24 Maar in die dagen, na die ellende, zal de zon worden verduisterd, en de maan geen licht meer geven:
Тільки ж у ті днї, після горя того, сонце померкне, й місяць не давати ме сьвітла свого,
25 de sterren zullen van de hemel vallen, en de krachten der hemelen zullen worden geschokt.
і зорі з неба падати муть, і сили, що на небесах, захитають ся.
26 Dan zal men den Mensenzoon op de wolken zien komen met grote macht en majesteit.
І тоді побачять Сина чоловічого, грядущого на хмарах, з силою великою і славою.
27 Dan zal Hij zijn engelen zenden, en Hij zal van de vier windstreken zijn uitverkorenen verzamelen, van het einde der aarde tot aan het einde des hemels.
І тодї пішле ангели свої, і позбирає вибраних своїх од чотирох вітрів, од кінця землї до кінця неба.
28 Leert van de vijgeboom deze gelijkenis. Wanneer zijn twijg al zacht is geworden, en de bladeren al ontspruiten, dan weet gij, dat de zomer nabij is.
Від смоківницї ж возьміть собі приклад: Коли все віттє її мягке стане та пустить листе, знайте, що близько лїто.
29 Zo ook, wanneer gij dit alles gebeuren ziet, weet dan, dat het dicht voor de deur staat.
Так і ви: як побачите, що се стало ся, знайте, що близько, під дверима.
30 Voorwaar, Ik zeg u: dit geslacht gaat niet voorbij, eer dit alles is geschied.
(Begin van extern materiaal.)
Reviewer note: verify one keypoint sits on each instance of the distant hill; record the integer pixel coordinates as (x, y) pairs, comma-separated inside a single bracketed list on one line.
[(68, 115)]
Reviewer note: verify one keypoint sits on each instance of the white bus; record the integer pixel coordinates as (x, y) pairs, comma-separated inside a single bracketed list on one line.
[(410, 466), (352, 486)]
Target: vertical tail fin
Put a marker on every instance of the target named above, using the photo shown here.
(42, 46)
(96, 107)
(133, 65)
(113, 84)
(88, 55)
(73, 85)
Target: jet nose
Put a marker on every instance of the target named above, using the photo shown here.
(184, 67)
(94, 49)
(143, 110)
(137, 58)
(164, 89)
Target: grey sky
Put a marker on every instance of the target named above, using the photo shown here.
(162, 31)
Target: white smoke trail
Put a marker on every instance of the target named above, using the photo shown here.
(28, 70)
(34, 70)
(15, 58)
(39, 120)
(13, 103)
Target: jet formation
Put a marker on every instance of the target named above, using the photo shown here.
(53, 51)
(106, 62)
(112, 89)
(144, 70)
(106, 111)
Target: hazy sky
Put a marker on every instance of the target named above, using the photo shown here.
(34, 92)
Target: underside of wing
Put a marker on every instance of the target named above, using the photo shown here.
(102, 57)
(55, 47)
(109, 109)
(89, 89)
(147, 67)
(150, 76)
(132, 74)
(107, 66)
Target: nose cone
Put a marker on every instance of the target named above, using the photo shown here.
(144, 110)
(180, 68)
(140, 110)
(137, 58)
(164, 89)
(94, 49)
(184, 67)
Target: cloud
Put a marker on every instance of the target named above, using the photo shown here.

Істино глаголю вам: Що не перейде рід сей, доки все це станеть ся.
31 Hemel en aarde zullen voorbijgaan, maar mijn woorden zullen niet voorbijgaan.
Небо й земля перейдуть, слова ж мої не перейдуть.
32 Maar van die dag of dat uur weet niemand iets af, zelfs niet de engelen in de hemel, noch de Zoon, maar de Vader alleen.
Про день же той і годину нїхто не знає, нї ангели, що на небі, нї Син, тільки Отець.
33 Weest op uw hoede en waakt! Want gij weet niet, wanneer de tijd daar is.
Гледїть, пильнуйте й молїть ся, не знаєте бо, коди пора.
34 Het gaat er mee, als met een mens, die naar het buitenland reisde, zijn huis verliet, en het beheer aan zijn dienaars overdroeg; aan ieder gaf hij zijn taak, en aan den deurwachter beval hij te waken.
Як чоловік, що від'їжджає, зоставивши господу свою і давши слугам своїм власть, і кожному діло його, а воротареві звелів, щоб пильнував.
35 Waakt dus, want gij weet niet, wanneer de heer des huizes komt: ‘s avonds laat of te middernacht, bij het hanengekraai of ‘s morgens vroeg.
Оце ж пильнуйте: (не знаєте бо, коли пан господи прийде, увечері, чи опівночі, чи в півні, чи вранці; )
36 Hij komt onverwacht; moge hij u niet slapend vinden.
щоб, прийшовши несподівано, не знайшов вас сплячих.
37 Wat Ik ú zeg, dat zeg Ik aan allen: Waakt!
Що ж я вам глаголю, усім глаголю: Пильнуйте.